Well. Sort of. The first one was offside, if a little more marginally than it appeared on first viewing. A Lancastrian "NO!" was audible on the TV, so I'm guessing that George Edmundson was unaware of the raised flag when he booted the ball in his own net. The second one was what the VAR overlords now call a "subjective offside". Of course in the blissfully tech-free EFL they're all subjective, the only difference being that in this case, there are two decisions to be made. The assistant's one was pretty easy (Szmodics was off) the ref's (he was interfering with play) a little murkier, but the decision correct enough (albeit with room for debate). The third one, there's enough force applied to Hladky to get that called as a foul 9 times out of 10. Is it lucky to get three plausibly correct refereeing decisions? There's enough variance in officiating that I suppose it is.

A weekend where a fair few things beyond our control went our way. But then, there will always be weekends like that, everyone has them.1 They do matter though, you do "need a little luck" from time to time to be successful. Things that are essentially arbitrary, unconnected to any conscious decision anyone made, do affect outcomes. If Cameron Burgess connects an inch higher with his clearance against Cardiff a few weeks ago, we probably win that game 1-0.

Fate obviously isn't the only thing at work though and acknowledging it should take no credit off players and manager. Underlying quality puts you in the position where you get ahead in games and then you can win by showing a bit of resilience and getting a bit of luck. Collective ability sets the baseline before the fine margins and bits of fortune kick in. We have won eight games on the road by a single goal, three by a more comfortable margin. Some of these involved moments that could have gone either way - like QPR hitting the inside of the post and Bristol City rolling a shot across our goal line. This is often going to be the case on the road, where you're still a good away team even if you just edge most of your games.

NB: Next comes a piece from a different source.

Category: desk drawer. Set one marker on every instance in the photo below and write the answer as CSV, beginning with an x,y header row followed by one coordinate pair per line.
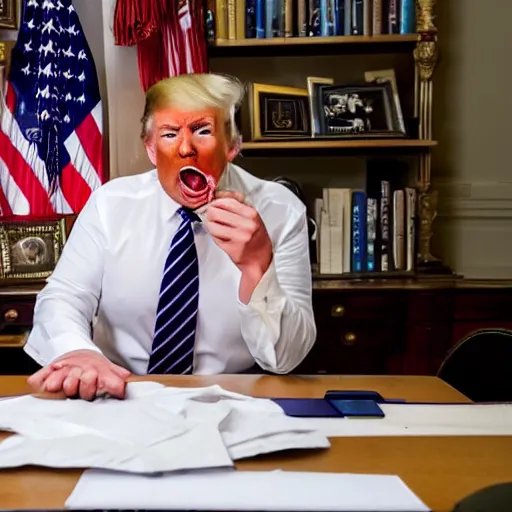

Every narrow win you get away from home will come with a dose of fortune and you're almost certain to come close to conceding at some point. We've gone into injury time with a narrow lead so often because we've been better than the opposition in the bulk of those games and managed the game relatively well when ahead. You can go down the list and in five of the eight we’ve created the better chances (on xG anyway). Lucky to win some individual games? Maybe. Lucky to win quite a lot of them? Not so much.

We might have won more than our fair share. Rather like Plymouth last season, who were a really good team but also had slightly more tight games lean their way than you might expect. The balance of probabilities had them drawing and losing a few more of the narrow ones. The performances put you into a points band rather than on a precise total and they, like us, hit the top of their bracket. There’s no dignity in complaining about that if your team has three times the budget.

For sure, there is straightforward serendipity in this game. No pretending here. We've earned a lot of good fortune, but we've also ridden our luck from time to time. At this point it doesn’t matter, worrying about whether performances merit particular results is a Summer thing, now it’s just a results business. So I'll be sticking with my merchandise spreadsheet. You can thank me when our winner at Carrow Road goes in off a combination of Borja Sainz's face, the post and Angus Gunn's arse.